# Setting up TV1 for UHF



## Calvin Carrigan (Dec 5, 2006)

How do I set up TV1 to use a uhf remote? The manual is not very friendly. What are the drawbacks of doing this? My wife wants the 622 in a cabinet...:nono:


----------



## CABill (Mar 20, 2005)

You need a 6.2 or 6.3 (this one came with the 622) UHF Pro remote to control TV1 via UHF. If it is in single mode, you can do this now since TV1 and TV2 display the same thing.

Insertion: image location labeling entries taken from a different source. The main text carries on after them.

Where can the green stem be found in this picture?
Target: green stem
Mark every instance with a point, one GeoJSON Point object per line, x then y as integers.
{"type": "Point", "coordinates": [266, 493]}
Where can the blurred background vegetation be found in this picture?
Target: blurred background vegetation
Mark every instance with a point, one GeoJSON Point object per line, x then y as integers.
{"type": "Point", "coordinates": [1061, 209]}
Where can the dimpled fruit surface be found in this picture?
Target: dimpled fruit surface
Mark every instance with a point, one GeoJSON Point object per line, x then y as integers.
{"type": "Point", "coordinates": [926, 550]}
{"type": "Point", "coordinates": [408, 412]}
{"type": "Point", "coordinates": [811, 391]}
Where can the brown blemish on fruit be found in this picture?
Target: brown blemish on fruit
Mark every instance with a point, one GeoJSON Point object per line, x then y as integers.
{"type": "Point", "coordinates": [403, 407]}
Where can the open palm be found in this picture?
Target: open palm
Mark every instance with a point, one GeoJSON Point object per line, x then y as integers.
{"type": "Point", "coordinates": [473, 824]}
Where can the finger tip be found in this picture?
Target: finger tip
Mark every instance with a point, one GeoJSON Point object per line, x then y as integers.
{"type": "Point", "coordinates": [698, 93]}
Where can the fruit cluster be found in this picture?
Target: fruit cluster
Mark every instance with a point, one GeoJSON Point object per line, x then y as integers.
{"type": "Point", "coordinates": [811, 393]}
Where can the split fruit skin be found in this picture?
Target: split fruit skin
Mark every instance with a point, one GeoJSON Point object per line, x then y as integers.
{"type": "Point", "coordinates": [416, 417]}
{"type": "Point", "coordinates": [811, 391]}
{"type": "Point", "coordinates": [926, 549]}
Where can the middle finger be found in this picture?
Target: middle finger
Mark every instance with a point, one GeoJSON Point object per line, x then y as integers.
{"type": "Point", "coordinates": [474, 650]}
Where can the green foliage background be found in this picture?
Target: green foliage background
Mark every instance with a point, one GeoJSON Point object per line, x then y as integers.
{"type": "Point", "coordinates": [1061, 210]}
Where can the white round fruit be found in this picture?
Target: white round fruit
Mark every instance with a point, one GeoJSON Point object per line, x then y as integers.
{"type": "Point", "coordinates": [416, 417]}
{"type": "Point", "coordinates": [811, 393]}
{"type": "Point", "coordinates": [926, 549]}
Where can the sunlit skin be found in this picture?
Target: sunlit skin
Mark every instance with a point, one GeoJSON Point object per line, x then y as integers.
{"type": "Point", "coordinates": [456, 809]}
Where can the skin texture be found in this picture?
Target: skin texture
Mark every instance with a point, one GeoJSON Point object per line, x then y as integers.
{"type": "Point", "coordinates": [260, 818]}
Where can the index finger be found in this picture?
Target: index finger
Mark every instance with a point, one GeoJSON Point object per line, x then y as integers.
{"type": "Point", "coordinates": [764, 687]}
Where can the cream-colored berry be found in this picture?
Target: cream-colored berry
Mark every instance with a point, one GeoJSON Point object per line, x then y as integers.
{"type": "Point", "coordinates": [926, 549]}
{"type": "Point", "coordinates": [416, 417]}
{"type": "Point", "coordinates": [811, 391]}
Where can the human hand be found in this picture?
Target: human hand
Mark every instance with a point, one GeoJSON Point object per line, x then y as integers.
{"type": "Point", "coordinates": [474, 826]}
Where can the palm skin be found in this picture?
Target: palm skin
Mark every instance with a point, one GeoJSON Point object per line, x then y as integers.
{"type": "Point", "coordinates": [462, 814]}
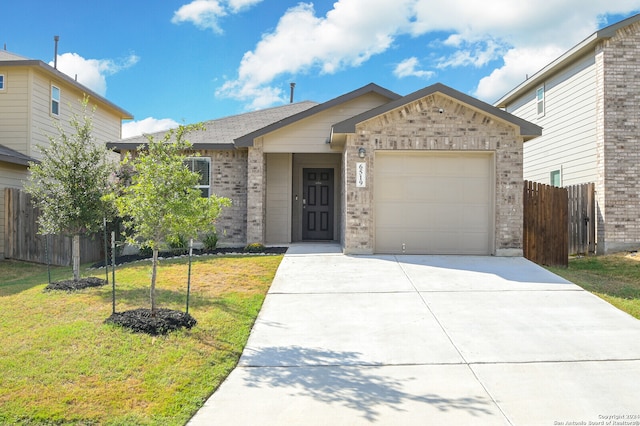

You will need a 2nd UHF Pro to (conveniently) operate both TV1 and TV2 via UHF. Advanced Search for "TV1 UHF" in 622 Support or 942 Support should yield a more detailed answer, but if you remove the 6.3 remote's battery cover, push down to remove the "2" blue key, you will see a 4 position switch. Use something like a toothpick to slide the switch to the far right and then back one click (#3 of 4 positions if you will). Get TV1 to the System Info screen and hit Record on the 6.3 remote and TV1 will change the display from IR to IR / UHF and get the address you have selected in the 6.3 Sat position. Hit Record on the 5.3 and it changes back to IR only and the 5.2's Sat address. It won't let you use the same address for TV1 and TV2.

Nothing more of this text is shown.